A smile crept onto Verhoven’s craggy face. “The irony was, Roche couldn’t tell anyone he’d shot Hawker or they’d have hung him. So he had to pretend that Hawker had beaten him to a pulp and escaped once again. It drove him mad.”
“How did Hawker survive?”
Verhoven shrugged. “Don’t know. Didn’t know he had for a while. A couple months later I started hearing rumors of an American working the arms trade on the West African coast. Not too many whites out there, even fewer Americans. A few months after that, the CIA sent me a surveillance photo to examine. It had been taken the week before in Liberia. It was Hawker, clear as day.”
Danielle grinned. “What did you do?”
“What the hell could I do?” he said. “I smiled actually, and then I cringed. By that time I was on my way out anyhow. My country had gone through its change a few years before and things were different. The truth squad was coming my way, you know?”
Danielle nodded, remembering the history of post-apartheid South Africa. “What happened to Roche?”

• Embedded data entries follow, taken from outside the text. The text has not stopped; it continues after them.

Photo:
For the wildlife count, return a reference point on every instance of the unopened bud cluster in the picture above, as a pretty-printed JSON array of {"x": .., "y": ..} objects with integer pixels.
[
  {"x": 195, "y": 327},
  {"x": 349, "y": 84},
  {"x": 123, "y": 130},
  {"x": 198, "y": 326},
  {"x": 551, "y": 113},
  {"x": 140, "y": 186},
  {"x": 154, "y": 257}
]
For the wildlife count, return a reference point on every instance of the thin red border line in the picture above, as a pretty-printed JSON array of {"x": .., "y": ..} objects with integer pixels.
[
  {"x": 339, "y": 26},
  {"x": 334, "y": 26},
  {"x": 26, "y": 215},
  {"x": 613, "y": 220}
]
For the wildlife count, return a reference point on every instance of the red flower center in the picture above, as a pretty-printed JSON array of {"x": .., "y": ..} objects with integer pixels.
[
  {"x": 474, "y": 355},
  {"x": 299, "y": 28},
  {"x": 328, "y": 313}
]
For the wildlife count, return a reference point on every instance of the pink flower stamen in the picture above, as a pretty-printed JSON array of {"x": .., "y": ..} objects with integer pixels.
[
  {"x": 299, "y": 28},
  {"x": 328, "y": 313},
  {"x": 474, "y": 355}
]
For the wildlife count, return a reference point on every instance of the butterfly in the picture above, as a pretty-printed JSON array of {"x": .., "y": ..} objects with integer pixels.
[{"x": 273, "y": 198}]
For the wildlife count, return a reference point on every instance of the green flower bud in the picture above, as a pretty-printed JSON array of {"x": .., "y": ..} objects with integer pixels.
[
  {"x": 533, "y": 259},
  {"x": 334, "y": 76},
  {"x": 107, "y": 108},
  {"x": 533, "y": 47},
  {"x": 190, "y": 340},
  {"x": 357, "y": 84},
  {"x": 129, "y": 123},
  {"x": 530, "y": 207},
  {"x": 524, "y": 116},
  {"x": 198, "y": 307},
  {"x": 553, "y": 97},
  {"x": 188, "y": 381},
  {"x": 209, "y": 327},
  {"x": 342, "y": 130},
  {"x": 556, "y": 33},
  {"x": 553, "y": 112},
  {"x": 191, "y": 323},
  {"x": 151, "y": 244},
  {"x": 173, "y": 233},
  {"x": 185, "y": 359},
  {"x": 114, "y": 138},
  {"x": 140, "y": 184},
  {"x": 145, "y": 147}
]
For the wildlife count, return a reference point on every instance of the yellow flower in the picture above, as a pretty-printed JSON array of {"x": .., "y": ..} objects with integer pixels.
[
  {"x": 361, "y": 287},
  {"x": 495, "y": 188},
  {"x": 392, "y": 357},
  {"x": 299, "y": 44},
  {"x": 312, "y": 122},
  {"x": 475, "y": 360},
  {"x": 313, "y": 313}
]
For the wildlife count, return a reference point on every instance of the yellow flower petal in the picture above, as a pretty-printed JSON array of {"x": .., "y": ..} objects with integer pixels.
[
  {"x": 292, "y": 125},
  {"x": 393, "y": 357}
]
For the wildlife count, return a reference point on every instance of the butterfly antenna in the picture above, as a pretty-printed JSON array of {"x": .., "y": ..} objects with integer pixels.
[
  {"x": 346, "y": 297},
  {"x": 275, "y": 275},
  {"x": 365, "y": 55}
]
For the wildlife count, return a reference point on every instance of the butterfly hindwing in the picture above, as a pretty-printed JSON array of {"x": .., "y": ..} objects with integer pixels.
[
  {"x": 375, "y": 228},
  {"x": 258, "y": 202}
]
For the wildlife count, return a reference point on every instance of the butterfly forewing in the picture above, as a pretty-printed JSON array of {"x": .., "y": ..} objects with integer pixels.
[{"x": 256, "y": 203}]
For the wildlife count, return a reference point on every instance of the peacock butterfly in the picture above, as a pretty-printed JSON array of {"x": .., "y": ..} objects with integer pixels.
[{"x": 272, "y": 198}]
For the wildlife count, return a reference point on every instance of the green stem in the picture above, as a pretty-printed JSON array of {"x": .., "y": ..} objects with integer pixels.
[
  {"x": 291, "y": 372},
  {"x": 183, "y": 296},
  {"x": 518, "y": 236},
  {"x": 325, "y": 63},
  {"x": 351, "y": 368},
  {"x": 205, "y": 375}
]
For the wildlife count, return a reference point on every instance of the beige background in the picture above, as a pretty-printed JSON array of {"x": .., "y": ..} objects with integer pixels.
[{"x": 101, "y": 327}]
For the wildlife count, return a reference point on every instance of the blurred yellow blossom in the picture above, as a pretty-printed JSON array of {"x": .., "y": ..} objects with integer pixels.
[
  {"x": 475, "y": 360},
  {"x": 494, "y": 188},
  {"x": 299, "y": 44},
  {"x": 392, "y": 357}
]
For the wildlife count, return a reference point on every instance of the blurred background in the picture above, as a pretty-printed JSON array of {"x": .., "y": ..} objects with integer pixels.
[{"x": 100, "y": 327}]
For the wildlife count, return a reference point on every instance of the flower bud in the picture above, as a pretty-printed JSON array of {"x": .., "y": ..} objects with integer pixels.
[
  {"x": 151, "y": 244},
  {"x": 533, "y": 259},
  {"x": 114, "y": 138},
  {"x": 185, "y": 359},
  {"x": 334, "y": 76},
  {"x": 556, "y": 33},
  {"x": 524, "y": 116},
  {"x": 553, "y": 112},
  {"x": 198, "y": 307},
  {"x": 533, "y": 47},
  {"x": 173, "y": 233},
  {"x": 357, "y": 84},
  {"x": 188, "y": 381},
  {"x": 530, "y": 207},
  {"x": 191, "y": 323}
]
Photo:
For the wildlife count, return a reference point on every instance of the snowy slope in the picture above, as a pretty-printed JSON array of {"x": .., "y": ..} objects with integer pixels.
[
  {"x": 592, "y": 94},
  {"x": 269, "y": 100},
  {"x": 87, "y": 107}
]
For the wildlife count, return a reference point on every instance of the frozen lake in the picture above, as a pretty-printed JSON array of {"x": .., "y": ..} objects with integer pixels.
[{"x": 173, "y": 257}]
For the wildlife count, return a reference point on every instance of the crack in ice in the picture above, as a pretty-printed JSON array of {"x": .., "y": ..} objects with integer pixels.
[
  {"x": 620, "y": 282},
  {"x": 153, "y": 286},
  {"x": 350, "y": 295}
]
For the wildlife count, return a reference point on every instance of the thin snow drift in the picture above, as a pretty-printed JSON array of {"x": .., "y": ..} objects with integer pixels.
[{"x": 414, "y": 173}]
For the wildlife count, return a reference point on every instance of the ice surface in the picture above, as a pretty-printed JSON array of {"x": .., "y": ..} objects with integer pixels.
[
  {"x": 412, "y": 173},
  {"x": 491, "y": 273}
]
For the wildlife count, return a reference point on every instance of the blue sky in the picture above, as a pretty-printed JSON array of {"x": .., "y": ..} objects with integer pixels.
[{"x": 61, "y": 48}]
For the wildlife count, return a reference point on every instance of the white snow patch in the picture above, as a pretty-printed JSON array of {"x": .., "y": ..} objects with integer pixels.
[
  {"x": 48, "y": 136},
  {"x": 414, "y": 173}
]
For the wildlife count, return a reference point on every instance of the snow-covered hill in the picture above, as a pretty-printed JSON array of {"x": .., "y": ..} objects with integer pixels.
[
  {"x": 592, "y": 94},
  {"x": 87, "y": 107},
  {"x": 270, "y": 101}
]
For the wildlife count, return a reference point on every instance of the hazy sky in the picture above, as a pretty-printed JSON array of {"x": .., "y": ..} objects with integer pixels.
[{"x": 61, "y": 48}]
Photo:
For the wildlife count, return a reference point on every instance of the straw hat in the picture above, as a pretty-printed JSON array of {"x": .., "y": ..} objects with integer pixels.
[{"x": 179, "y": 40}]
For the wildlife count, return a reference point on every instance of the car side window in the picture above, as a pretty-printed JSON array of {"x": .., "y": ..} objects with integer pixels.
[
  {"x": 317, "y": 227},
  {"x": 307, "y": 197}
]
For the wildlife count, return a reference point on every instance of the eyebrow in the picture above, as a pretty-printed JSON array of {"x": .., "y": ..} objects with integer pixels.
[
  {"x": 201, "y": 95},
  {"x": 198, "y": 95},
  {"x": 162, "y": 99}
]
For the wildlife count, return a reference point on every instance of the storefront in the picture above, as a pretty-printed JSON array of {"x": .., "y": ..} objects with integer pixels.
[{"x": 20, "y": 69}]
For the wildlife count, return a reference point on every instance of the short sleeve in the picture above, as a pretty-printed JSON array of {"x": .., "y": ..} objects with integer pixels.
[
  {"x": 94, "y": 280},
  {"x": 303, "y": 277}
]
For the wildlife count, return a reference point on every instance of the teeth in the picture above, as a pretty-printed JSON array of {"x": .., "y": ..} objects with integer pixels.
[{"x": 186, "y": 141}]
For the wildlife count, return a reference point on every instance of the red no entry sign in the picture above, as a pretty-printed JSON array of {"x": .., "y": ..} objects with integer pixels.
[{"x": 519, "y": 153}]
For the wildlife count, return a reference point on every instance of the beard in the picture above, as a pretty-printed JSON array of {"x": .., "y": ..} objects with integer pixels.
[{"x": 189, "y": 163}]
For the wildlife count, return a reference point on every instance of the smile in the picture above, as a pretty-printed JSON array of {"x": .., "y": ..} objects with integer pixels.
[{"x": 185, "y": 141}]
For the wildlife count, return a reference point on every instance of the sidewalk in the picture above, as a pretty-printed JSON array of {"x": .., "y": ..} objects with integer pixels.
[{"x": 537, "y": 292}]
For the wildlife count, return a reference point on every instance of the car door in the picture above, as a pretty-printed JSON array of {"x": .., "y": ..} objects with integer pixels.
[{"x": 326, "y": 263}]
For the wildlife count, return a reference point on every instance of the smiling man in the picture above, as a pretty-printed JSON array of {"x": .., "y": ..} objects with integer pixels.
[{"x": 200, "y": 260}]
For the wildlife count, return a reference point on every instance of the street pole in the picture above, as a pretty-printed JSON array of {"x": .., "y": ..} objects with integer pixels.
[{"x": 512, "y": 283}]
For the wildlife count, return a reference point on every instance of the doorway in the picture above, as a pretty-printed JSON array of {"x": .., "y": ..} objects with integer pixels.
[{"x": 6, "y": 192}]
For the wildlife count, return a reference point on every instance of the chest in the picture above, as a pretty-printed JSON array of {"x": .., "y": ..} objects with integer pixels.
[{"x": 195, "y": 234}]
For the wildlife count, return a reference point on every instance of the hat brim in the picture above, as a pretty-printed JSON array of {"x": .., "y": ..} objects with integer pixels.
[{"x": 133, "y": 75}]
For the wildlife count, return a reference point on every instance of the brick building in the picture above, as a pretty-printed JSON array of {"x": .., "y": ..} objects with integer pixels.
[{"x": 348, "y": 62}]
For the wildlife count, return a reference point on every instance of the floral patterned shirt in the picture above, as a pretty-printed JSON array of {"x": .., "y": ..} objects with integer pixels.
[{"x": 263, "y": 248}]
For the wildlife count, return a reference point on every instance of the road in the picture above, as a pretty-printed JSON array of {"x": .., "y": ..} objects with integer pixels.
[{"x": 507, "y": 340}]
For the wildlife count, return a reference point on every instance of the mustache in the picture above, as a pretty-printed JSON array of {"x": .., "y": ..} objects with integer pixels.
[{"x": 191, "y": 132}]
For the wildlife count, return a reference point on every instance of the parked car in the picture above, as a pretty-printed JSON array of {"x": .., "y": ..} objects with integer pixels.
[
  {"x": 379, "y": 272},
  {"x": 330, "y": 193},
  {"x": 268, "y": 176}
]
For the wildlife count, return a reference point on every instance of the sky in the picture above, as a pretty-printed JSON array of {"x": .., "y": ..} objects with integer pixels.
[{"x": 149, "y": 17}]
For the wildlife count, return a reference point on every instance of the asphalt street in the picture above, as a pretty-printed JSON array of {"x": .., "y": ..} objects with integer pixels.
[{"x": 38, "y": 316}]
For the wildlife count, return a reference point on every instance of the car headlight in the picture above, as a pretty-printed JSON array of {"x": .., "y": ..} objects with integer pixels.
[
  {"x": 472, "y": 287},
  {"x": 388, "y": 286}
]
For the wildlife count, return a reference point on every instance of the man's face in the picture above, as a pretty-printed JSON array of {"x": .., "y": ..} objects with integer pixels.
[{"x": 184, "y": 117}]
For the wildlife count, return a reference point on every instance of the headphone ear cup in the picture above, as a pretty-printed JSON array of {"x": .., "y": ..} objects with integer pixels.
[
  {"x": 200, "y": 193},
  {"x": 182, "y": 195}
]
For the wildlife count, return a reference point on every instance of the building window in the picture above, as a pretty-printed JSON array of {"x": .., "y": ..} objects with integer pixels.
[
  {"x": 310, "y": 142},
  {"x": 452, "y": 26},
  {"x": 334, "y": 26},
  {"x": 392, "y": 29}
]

“A few years later, he took a walk off the top of a skyscraper in downtown Johannesburg.” Verhoven raised his eyebrows. “Twenty-story kiss to the concrete.”
“Hawker?”
Verhoven shrugged. “Roche had a lot of enemies,” he said. “By then, he’d joined the trade himself, but he was known as a skimmer; always looking to leave a few men behind just to up his share of the take. So maybe it wasn’t Hawker — or maybe it was, doing the rest of us a favor.”